Draag altijd oogbescherming.
Beschermende uitrusting zoals een stofmasker,
antislip veiligheidsschoenen, een helm, of
gehoorbescherming gebruikt in de juiste
omstandigheden zal het risico op persoonlijk
letsel verminderen.
c) Vermijd onbedoeld starten. Zorg ervoor dat
de schakelaar in de ‚off‘ (uit) stand staat
voordat u het gereedschap aansluit op
de stroombron en/of accu, het oppakt of
ronddraagt. Het ronddragen van elektrische
gereedschappen met uw vinger op de
schakelaar of het aanzetten van elektrische
gereedschappen waarvan de schakelaar aan
staat, zorgt voor ongelukken.
d) Verwijder alle stelsleutels of moersleutels
voordat u het elektrische gereedschap aan
zet. Een moersleutel of stelsleutel die in een
ronddraaiend onderdeel van het elektrische
gereedschap is achtergelaten kan leiden tot
persoonlijk letsel.
e) Rek u niet te ver uit. Blijf altijd stevig en
in balans op de grond staan. Dit zorgt
voor betere controle van het elektrische
gereedschap in onverwachte situaties.
f) Draag geschikte kleding. Draag geen
loszittende kleding of sieraden. Houd uw
haar, kleding en handschoenen uit de buurt
van bewegende onderdelen. Loszittende
kleding, sieraden of lang haar kunnen door
bewegende delen worden gegrepen.
g) Als er in apparaten wordt voorzien voor
het aansluiten van stofverwijdering- of
verzamelapparatuur, zorg er dan voor
dat deze correct worden aangesloten en
gebruikt. Het gebruik van een stofverzamelaar
kan aan stof gerelateerde gevaren
verminderen.
4) GEBRUIK EN VERZORGING VAN ELEKTRISCH
GEREEDSCHAP
a) Forceer het gereedschap niet. Gebruik
het juiste elektrische gereedschap voor
uw toepassing. Het juiste elektrische
gereedschap voert de werkzaamheden beter
en veiliger uit waarvoor het is ontworpen.

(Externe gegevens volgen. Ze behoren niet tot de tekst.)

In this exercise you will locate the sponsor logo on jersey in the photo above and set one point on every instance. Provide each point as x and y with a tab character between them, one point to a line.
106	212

b) Gebruik het gereedschap niet als de
schakelaar het niet aan en uit kan zetten.
Ieder gereedschap dat niet met de schakelaar
kan worden bediend is gevaarlijk en moet
worden gerepareerd.
c) Haal de stekker uit het stopcontact en/
of neem de accu uit het gereedschap
voordat u aanpassingen uitvoert,
accessoires verwisselt, of het elektrische
gereedschap opbergt. Dergelijke preventieve
veiligheidsmaatregelen verminderen het risico
dat het elektrische gereedschap per ongeluk
opstart.
d) Bewaar gereedschap dat niet wordt
gebruikt buiten het bereik van kinderen en
laat niet toe dat personen die onbekend
zijn met het elektrische gereedschap of
deze instructies het gereedschap bedienen.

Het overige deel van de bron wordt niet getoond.